In particular, Ilmarinen's equity investments yielded 14.1 per cent, while fixed income investments returned 4.4 per cent.
The group noted that global equity market returns were generally positive, although there were large regional and sector-specific differences, as whilst the equity market return in the United States was 25 per cent, this was 9 per cent in Europe.
In Finland in particular, the equity market return remained at 0 per cent, as short-term interest rates fell in line with central bank interest rate cuts.
However, despite the decline in short-term policy rates, long-term government bond interest rates rose moderately during the year, according to Ilmarinen.
The update also revealed that while the return on real estate investments was -0.9 per cent, the return on other investments 6.7n per cent, meaning that the long-term average return on investments since 1997 has been 5.8 per cent.
This corresponds to a real return of 3.9 per cent.

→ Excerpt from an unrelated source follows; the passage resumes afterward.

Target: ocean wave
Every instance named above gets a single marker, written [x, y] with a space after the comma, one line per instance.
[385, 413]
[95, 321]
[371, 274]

Solvency capital also strengthened further to €13.9bn and the solvency ratio increased to 127.5 per cent, which triggered a €140m bonus for customers.
"The year was excellent overall. With a strong investment year," Ilmarinen CEO Jouko Pölönen, stated.
"Despite the decline in employment, our premium income grew by 2 per cent and maintenance expenses decreased by 2 per cent.
"Strong solvency and improved efficiency are directly reflected in lower prices for our customers."
The group suggested that the recent pension reforms agreed in Finland could also represent an opportunity to increase equity investments further in future, explaining that higher investment returns for pension assets are being sought by increasing the opportunities for earnings-related pension institutions to take risks in investing pension assets.
"It is good that the reform makes it possible to increase the weight of stocks in the investment portfolio," Pölönen said.
"In the long term, stocks yield better returns than fixed income or real estate investments."
The group also reported on sustainability in accordance with the European Sustainability Reporting Standard (ESRS) for the first time as part of its latest annual report.
This revealed that the fund has reached its goal of a 50 per cent decrease in carbon intensity by 2030 ahead of schedule, as the carbon intensity of Ilmarinen's direct listed equity investments decreased by 62 per cent since 2020, and the carbon intensity of direct listed corporate bond investments by 51 per cent.
Ilmarinen executive vice president and chief investment officer, Mikko Mursula, said: "At the core of Ilmarinen's strategy is to invest productively, securely and responsibly.
"We have achieved a significant part of the climate goals we set ahead of schedule. Our goal is to update Ilmarinen's climate plans in 2025. At the same time, we will set new climate goals."
In total in 2024, Ilmarinen paid €7.6bn to over 450,000 pensioners, marking an increase in both the total payments (6 per cent) and in the number of pensioners (454,556)
In addition to this, a total of 41,279 new pension decisions were made, which is 12 per cent more than the previous year.
The average retirement age and the starting age for disability pensions also increased, as the average age for retirement was 65.1 years (65 in 2023) and the average age for disability pension was 52.5 years (52.3 in 2023).
The use of online services also increased by 25 per cent, as the earnings-related pension statement was viewed 763,000 times in our online service.
However, there was little change in the number of people retiring on disability pension, as 3,557 people transferred to disability pension (3,556 in 2023).
The most common reasons for disability pensions were musculoskeletal disorders (35 per cent) and mental health disorders (29 per cent).
There was also a strong link to age within this, as, for those under 55, the most common reason was mental health disorders, and for those over 55, musculoskeletal disorders.